Your comment didn't really address my scenario. You seem to be asserting in advance that you can't possibly err in interpreting the "correct" inclination, and cannot end up bringing misery to yourself and those around you.---God isnt confused. He would never speak to someone to go against what is already revealed. If I say God told me to slap my neighbor, then we can both know God didnt really tell me that. NOTHING trumps the objective written Word of God
And yet, objectively speaking we can find plenty of examples of people who claimed at one point they were doing as God spoke to them (not plainly contradicting a scriptural command), and the result evidently ruins lives.
I mean to say, I hope you never follow that "still, small voice" that for sure tells you (hypothetically) to uproot your family and move them to Hawaii to do ministry, whereupon misery follows.
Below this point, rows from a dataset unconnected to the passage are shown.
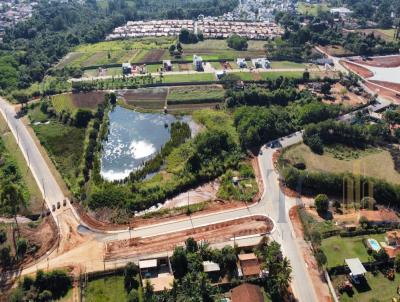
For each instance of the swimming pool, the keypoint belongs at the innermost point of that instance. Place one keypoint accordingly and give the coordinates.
(373, 244)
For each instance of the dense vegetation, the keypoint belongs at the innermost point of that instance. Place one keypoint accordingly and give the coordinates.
(46, 286)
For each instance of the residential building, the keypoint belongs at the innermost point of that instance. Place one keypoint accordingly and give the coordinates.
(249, 267)
(247, 293)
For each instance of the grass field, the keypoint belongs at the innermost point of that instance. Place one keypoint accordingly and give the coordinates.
(377, 288)
(35, 202)
(192, 93)
(70, 102)
(107, 289)
(337, 248)
(65, 146)
(286, 65)
(311, 9)
(192, 77)
(372, 162)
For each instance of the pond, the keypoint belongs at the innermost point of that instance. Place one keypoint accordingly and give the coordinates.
(134, 137)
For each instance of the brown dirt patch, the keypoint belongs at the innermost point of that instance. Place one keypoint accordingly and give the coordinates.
(386, 93)
(349, 98)
(390, 61)
(361, 71)
(389, 85)
(43, 236)
(153, 55)
(88, 99)
(215, 233)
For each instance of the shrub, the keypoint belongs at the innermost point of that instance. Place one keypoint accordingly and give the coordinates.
(321, 203)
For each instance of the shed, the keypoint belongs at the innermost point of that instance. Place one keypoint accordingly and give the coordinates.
(356, 267)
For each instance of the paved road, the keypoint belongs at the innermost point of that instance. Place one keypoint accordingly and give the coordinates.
(194, 72)
(44, 178)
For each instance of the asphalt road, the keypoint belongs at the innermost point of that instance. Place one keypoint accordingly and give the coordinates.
(47, 184)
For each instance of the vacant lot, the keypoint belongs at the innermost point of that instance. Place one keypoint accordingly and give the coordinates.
(371, 162)
(65, 146)
(190, 94)
(337, 248)
(377, 288)
(191, 77)
(106, 289)
(146, 98)
(70, 102)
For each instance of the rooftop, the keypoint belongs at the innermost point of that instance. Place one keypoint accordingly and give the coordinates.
(247, 293)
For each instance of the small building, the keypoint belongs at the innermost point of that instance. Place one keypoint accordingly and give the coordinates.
(198, 63)
(158, 271)
(392, 238)
(241, 62)
(357, 269)
(126, 68)
(167, 65)
(382, 217)
(212, 270)
(249, 267)
(261, 63)
(246, 293)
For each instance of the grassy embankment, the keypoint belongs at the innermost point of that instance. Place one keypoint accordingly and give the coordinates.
(371, 162)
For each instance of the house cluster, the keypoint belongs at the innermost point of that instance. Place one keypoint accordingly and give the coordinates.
(209, 28)
(158, 271)
(252, 30)
(14, 11)
(257, 10)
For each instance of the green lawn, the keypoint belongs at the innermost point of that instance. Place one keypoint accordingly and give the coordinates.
(286, 65)
(337, 248)
(65, 146)
(109, 289)
(35, 196)
(311, 9)
(378, 288)
(372, 162)
(193, 93)
(63, 102)
(193, 77)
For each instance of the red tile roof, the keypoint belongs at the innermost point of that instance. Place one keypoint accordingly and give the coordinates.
(247, 293)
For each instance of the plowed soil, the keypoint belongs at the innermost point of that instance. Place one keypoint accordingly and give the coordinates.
(215, 233)
(361, 71)
(88, 99)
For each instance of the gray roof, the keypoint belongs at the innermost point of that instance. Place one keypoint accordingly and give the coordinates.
(210, 266)
(355, 266)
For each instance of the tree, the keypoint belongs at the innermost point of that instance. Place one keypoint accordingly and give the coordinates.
(237, 42)
(113, 98)
(321, 203)
(82, 117)
(133, 296)
(320, 257)
(22, 246)
(11, 199)
(326, 88)
(5, 256)
(179, 262)
(191, 245)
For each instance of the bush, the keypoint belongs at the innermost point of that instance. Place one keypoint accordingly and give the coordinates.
(237, 42)
(322, 203)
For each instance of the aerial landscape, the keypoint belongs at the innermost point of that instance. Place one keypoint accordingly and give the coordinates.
(208, 150)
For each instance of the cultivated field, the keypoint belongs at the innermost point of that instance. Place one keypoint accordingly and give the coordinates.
(70, 102)
(371, 162)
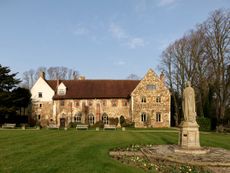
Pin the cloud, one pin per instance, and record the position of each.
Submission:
(120, 63)
(80, 30)
(136, 42)
(164, 3)
(124, 38)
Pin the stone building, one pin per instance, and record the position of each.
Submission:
(144, 102)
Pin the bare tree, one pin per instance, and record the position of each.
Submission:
(217, 32)
(201, 56)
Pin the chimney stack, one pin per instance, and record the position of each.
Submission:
(43, 75)
(162, 76)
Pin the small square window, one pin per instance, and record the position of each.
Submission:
(39, 94)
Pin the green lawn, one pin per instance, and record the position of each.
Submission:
(62, 151)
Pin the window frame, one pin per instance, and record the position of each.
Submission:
(40, 95)
(151, 87)
(158, 99)
(143, 99)
(158, 117)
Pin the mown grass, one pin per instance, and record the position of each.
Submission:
(69, 151)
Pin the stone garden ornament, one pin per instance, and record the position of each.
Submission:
(188, 104)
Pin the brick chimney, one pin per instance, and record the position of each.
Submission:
(42, 75)
(162, 77)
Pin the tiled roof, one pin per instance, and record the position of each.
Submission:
(92, 89)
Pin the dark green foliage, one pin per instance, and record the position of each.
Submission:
(204, 123)
(7, 81)
(12, 99)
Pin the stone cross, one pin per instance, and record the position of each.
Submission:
(188, 104)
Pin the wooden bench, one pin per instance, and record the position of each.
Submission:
(8, 125)
(82, 126)
(110, 127)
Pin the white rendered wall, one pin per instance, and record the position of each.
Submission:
(44, 88)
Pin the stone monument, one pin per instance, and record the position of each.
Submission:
(189, 137)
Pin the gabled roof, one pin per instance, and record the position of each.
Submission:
(91, 89)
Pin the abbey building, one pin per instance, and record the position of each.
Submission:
(145, 102)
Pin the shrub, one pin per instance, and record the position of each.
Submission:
(204, 123)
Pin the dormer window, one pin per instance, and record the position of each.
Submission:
(61, 92)
(143, 99)
(150, 87)
(39, 94)
(61, 89)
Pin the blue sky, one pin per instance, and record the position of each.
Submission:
(102, 39)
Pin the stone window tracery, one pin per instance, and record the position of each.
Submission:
(105, 119)
(158, 117)
(91, 119)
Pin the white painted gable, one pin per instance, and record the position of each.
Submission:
(41, 87)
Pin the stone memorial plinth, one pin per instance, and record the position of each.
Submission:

And how does your God-is-always-consistent rule fit this scenario: if your name (about 1800 B.C.) is Abraham, and God tells you to sacrifice as a burnt offering your son, your only son, whom you love... and this goes against everything you know about the character and promises of God? Can we both know God didn't really tell you that, based on previous revelation alone--as your comment seems to suggest?
My meaning being, your "out" is apparently ad hoc, in order to save your prior commitment to private revelations.
OK, so what do you believe about God's intermediate methods of expressing his will (other than direct revelation)? How often does God do direct speech, and how do we know when to tune in? Or is he constantly speaking and personally, verbally (attempting?) to influence our every act at every moment, we just only hear him when the tuner is keyed to the right frequency? Or do we always need to be on edge, because we don't know when the moment is ripe? Or is he constantly waiting on us to pause, and put out a fleece for him?---I am indeed actually
According to 1Ki.22:19-23, God has used a spirit to "influence" a man to his death. The man had two voices in his ears, both of divine origin, the one warning him from death the last and most immediate; and yet the inclination he followed was to his ruin; it was three steps removed from God, and the good word he ignored was two steps removed.
Is tuning in a spiritual skill? If you don't practice, are you sinning? Honestly if you believe you constantly receive direct revelation--your tuner is so good--then it would not seem strange to me that soon you would be telling others what God wants of them when you think you are directed to do so. Why stop with the car seats? "Hey, follow me; I've got heavenly GPS, people; it's always pinging." And how do ordinary shmucks like me tell the difference between the real deal, and the pied pipers? The rule up above isn't reliably going to give the kind of discernment necessary.
The reality is, this world is filled with voices. And I have been warned against trusting in them all--both internal and external--except for the written Word.
Well, I was hoping you would see them as distinguishable. You say the Bible is in a special class. But here you equate personal revelation with Scripture as if to blur the distinction. How is this any different from the papist claim that they have revelation on par with Scripture, just always in line with it?---O herein lies the difference: you think there's a "big difference" whereas I think they are 100% the same. How could they not?
One of the elements that once clearly distinguished the Protestants from Rome was our commitment to the finality of revelation, at least in all ordinary circumstances. ("Extraordinary" might be where the church was denied the Bible; clearly we are not talking about such here). You're basically saying Rome is correct on the principle; they're just not the right practitioners.
Ordinarily, God operates in the world according to his laws. The reliability of the world is a permanent witness to his presence and government. And appealing to constant direct divine intervention is a functional denial of the doctrine of Providence. The difference is the difference between standard operating procedure, and miracle. That's a huge and meaningful difference. It is not just a semantic adjustment.
OK, but you didn't actually say those quotes before; rather, you claimed a specific and distinct verbal Word from the Lord. I don't think "feeling" can be any more clearly of God directly, than we can attribute it to angels, or to an irrational second-cause that could still be used by God.---Again, this is what I mean when I say "I felt the the Lord probing me to do such and such", I could also say "I felt the Lord move my heart to do such and such"
All that said, I always maintain that I say I never know 100% for sure if God is speaking/directing/etc, but i can say I "think" He is.
And if you (wisely) hesitate to claim the direct prompting of God, or qualify your confidence in some respect, at least I can be glad for that element of self-doubt. Because it implies humility, or at least a willingness to consider you might be in error (not infallible).
Because, we do not have a promise from God he will use any other means to guide us than Holy Scripture.